Main functions in factoextra

factoextra functions covered in this book are listed in the table below. See the online documentation (http://www.sthda.com/english/rpkgs/factoextra) for a complete list.

  • Visualizing principal component method outputs
Functions Description
fviz_eig (or fviz_eigenvalue) Visualize eigenvalues.
fviz_pca Graph of PCA results.
fviz_ca Graph of CA results.
fviz_mca Graph of MCA results.
fviz_mfa Graph of MFA results.
fviz_famd Graph of FAMD results.
fviz_hmfa Graph of HMFA results.
fviz_ellipses Plot ellipses around groups.
fviz_cos2 Visualize element cos2.1
fviz_contrib Visualize element contributions.2
  • Extracting data from principal component method outputs. The following functions extract all the results (coordinates, squared cosine, contributions) for the active individuals/variables from the analysis outputs.
Functions Description
get_eigenvalue Access to the dimension eigenvalues.
get_pca Access to PCA outputs.
get_ca Access to CA outputs.
get_mca Access to MCA outputs.
get_mfa Access to MFA outputs.
get_famd Access to MFA outputs.
get_hmfa Access to HMFA outputs.
facto_summarize Summarize the analysis.
  • Clustering analysis and visualization
Functions Description
fviz_dend Enhanced Visualization of Dendrogram.
fviz_cluster Visualize Clustering Results.

References

Husson, Francois, Julie Josse, Sebastien Le, and Jeremy Mazet. 2017. FactoMineR: Multivariate Exploratory Data Analysis and Data Mining. https://CRAN.R-project.org/package=FactoMineR.

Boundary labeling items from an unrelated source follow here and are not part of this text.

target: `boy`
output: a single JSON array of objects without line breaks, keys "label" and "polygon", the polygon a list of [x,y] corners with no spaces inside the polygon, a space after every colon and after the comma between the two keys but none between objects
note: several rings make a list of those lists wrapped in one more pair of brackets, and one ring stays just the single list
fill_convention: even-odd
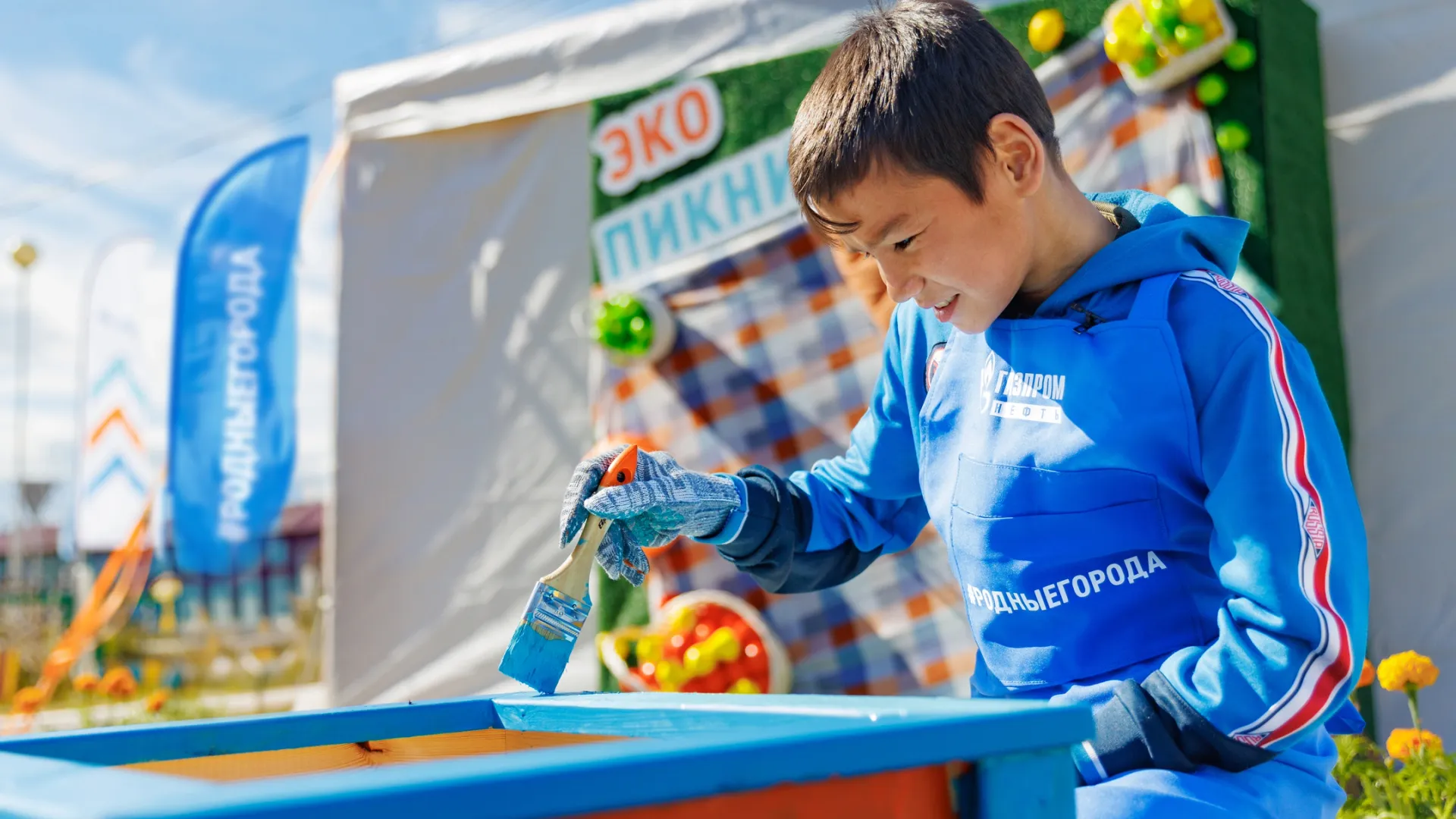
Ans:
[{"label": "boy", "polygon": [[[805,217],[900,302],[850,449],[786,479],[664,453],[563,541],[639,583],[683,533],[770,592],[843,583],[932,520],[980,697],[1088,702],[1083,816],[1334,816],[1366,638],[1364,530],[1305,350],[1227,277],[1246,226],[1085,197],[1045,96],[970,4],[860,17],[799,106]],[[614,455],[614,453],[613,453]]]}]

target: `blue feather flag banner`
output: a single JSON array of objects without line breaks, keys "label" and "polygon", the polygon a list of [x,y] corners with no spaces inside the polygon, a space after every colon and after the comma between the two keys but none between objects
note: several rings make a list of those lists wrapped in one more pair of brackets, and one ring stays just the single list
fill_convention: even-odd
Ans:
[{"label": "blue feather flag banner", "polygon": [[294,462],[293,255],[309,141],[248,156],[202,197],[178,259],[170,442],[173,560],[256,563]]}]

Kassambara, Alboukadel, and Fabian Mundt. 2017. Factoextra: Extract and Visualize the Results of Multivariate Data Analyses. http://www.sthda.com/english/rpkgs/factoextra.


  1. Cos2: quality of representation of the row/column variables on the principal component maps.

  2. This is the contribution of row/column elements to the definition of the principal components.